Brushing my hair out of my face, I jumped to my feet and marched towards the men’s changing room. Without knocking, I barged in. “Hey!” I called out. “Hey!”
No response came.
I stopped to listen and heard water running, so I immediately headed towards it and found him in a stall.
I pounded noisily on the door. “Hey!”
I was fuming, my chest nearly about to explode with anger. “How could you just leave me there? I could have died.”
The arrogant brute didn’t respond.
“There’s something called basic human decency, you know. Like helping someone when they’re in need, especially when you’re the cause of their almost death in the first freaking place.” I kicked at the door to the stall.

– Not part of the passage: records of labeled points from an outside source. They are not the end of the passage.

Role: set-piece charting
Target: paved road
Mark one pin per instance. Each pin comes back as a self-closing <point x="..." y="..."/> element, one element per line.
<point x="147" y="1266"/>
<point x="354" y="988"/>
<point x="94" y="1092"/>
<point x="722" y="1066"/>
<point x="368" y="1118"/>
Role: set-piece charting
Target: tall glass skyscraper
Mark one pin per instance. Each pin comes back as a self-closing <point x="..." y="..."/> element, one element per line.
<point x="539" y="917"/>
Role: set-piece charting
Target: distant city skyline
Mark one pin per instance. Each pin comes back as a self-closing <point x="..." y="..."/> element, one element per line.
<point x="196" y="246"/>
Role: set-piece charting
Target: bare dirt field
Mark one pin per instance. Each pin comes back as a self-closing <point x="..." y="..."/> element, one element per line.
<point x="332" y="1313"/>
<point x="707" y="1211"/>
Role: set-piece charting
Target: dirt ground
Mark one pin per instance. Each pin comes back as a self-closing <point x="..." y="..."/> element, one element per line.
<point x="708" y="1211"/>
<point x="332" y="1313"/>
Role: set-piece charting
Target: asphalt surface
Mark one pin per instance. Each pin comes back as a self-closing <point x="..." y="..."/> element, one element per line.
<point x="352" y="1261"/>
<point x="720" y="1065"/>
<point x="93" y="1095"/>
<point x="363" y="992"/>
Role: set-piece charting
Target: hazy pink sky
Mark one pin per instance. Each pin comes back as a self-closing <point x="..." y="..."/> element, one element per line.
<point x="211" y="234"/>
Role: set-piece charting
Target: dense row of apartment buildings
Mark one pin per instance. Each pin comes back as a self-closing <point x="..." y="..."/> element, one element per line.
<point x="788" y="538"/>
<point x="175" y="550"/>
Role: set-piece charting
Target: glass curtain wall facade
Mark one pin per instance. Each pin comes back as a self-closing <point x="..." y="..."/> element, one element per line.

The cascade of water ceased and I froze. No doubt, he expected me to run off, but I stood my ground and waited, ready to give him a piece of my mind the moment he came out.
True enough, the door to the stall was pushed open and he appeared.
“You owe me an apology—” I began but the next words, whatever I had planned to say, were snatched out of my head.
He stood there naked.
I was a civilized person and I had assumed wrongly that he would be as well ‒ believing he would emerge with a towel wrapped around his waist, but instead ‒ he had deliberately appeared naked.
I pulled my jaw off the floor and shot my shocked gaze up to his face. Wow, without the goggles, he carried the blue-green Caribbean ocean in his eyes.
He stared at me with an irritated expression as if I was a nuisance he could do without. He then took a step towards me.
I instinctively took a few steps backwards.
It gave him the space he needed to turn left and walk away from me.
It took a few seconds before I recovered enough to get my brain working again. A feat, given what I’d just seen.